The Guru Shishya parampara has been an integral part of education in the Indian tradition. In the old days the student or Shishya used to stay with his Guru’s, thus building a great rapport between them, eventually creating a great intellectual and emotional bonding.
‘Gu’ means Dark and ‘Ru’ means Light so the Guru is the person who leads his Shishya from Darkness to Light, and helps his Shishya to embark on a journey from ignorance to bliss, wisdom and enlightenment. The teacher gradually becomes a mentor who touches every aspects of the student’s life. Forrester, a reclusive author helps a sixteen years old intellectually gifted black boy Jamal to find his words, to hone his writing skill. Jamal in return helps Forrester break free from his shell. This movie is all about mentorship, how to guide a wandering soul and how to help find the meaning of life.
This movie always reminds me one of the most important people in my life, to whom I am and will always be indebted. I distinctly remember the day he first came to our home; it was a Sunday. A middle-aged man, quite short in stature, accompanied by a family friend. We were introduced and grudgingly I agreed to take English tuition from him, as I was preparing for my board examination.
I started addressing him as Mastermoshai. He came to teach me when I was about fifteen and he must have been in his forties. In no time whatever reservations, I had, were gone. Soon we bonded and bonded really well. He loved teaching and belonged to that now-extinct breed of ‘Mastermoshais’ who despite being an English teacher knew how to teach Mathematics as well.
He used to come three times a week, after work. I never saw him in any other attire except in dhuti-panjabi (dhoti kurta). The colour of his kurta was always saffron, I never thought of asking the reason. During winter a half or full sweater was added accordingly along with an off-white shawl.
Coming from a non-intellectual background he had been caught between the necessity of taking care of a large family and his own dream of pursuing higher studies. He gave up the later and took up an ordinary job to fulfill his responsibilities towards his family. He kept his love for language alive by giving English tuitions.
He believed that good writing came from a lot of reading and encouraged me to do so, though I didn’t need any prodding. He transmitted his love for the English language to me as I plodded through my board examinations.

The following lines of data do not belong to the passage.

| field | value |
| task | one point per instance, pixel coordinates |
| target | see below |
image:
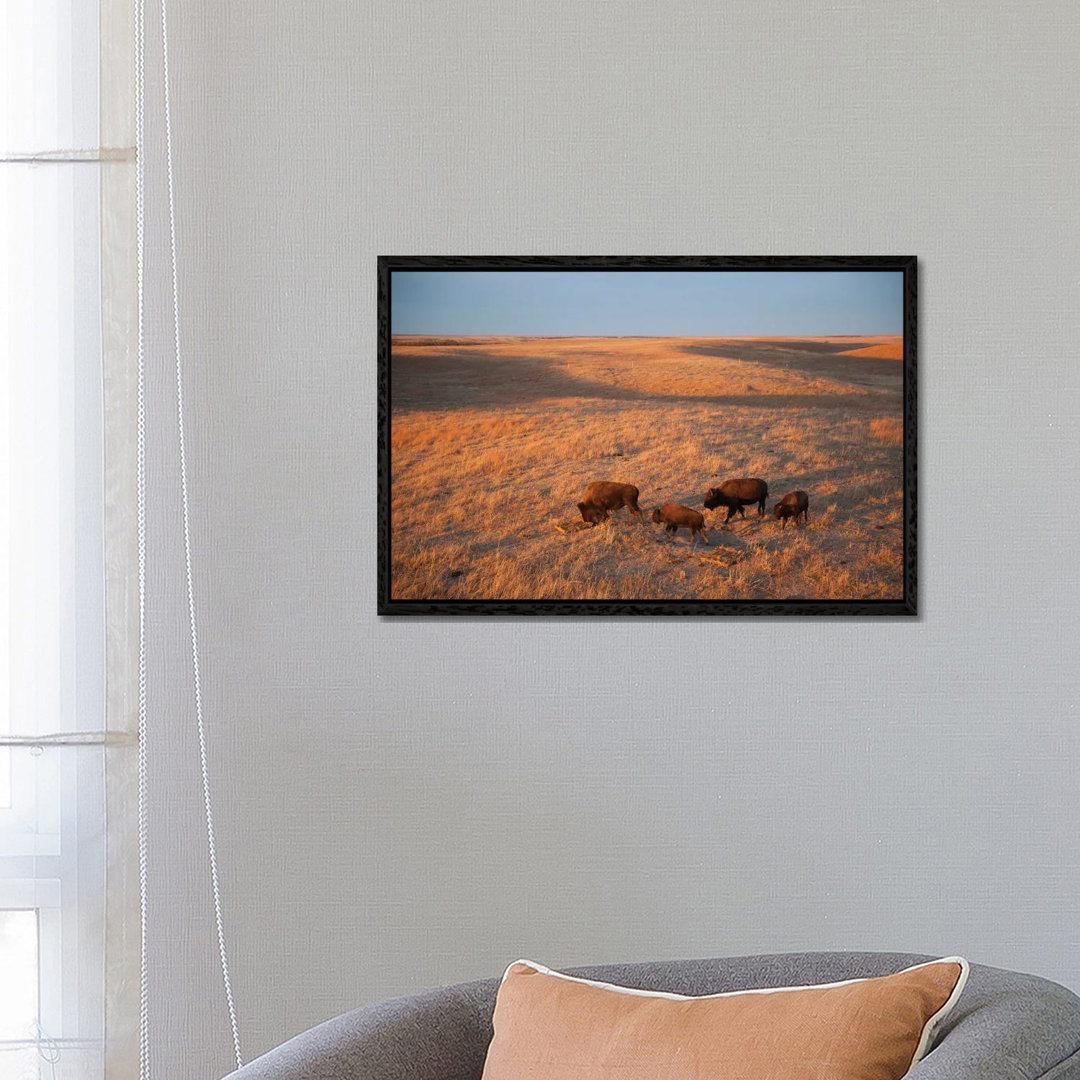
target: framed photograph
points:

I think our mutual love for the language strengthened our bond and he inspired me to excel. I happened to see his predilection for English and the frustration, also for the lack of scope of the application of this language, as he was a mere clerk in a school board office. Even his access to any latest novel or magazine in English was limited, as we lived in a small-town where the district library couldn’t assuage one’s hunger for knowledge. Our home however had plenty of English magazines, books, novels and classics. He regularly borrowed books from my parents and after a hard day’s work, spent nights devouring those. It was his passion for reading that left a strong impression on me. I realized his frugal lifestyle couldn’t kill his appetite knowledge.
His influence upon me was beyond academia as he helped me to restore myself to life when I was going through a very rough patch and often got rather depressed. Even my nearest and dearest ones weren’t around that time and thought I could never pull myself back to life. But like the proverbial angel Mastermoshai was there. He took extra time out of his busy schedule and started spending more time with me, encouraging me to engage in conversation regarding the topics I loved. It was he from whom I heard the story of Mentor who was a character from the Greek epic Odyssey. Little did I know that this particular word would later become synonymous with him. His immense faith in me helped me deal with that adverse time and I slowly started believing in myself.
Then the time came for me to grow up and leave my town for higher studies and I hardly saw him after that. Whenever I went back to Purulia, it never occurred to me to visit him, except once. I took my child with me to invite him for my younger sister’s wedding. He came. I think that was the last time I met him. Then one day I got the news of his demise. The shocking news of Mastermoshai’s death took four years to reach me. A town that was full of my friends and relatives had managed to keep this news from me for so long.
I, who he used to call his favorite, had failed my Mastermoshai. I had never bothered to contact him. I took him for granted as if he was supposed to be there forever. But life chose to punish me, to teach me the value of relationships, which it does time and again.
Maybe this is his last parting lesson for me. He was my only Mastermoshai and will always remain so.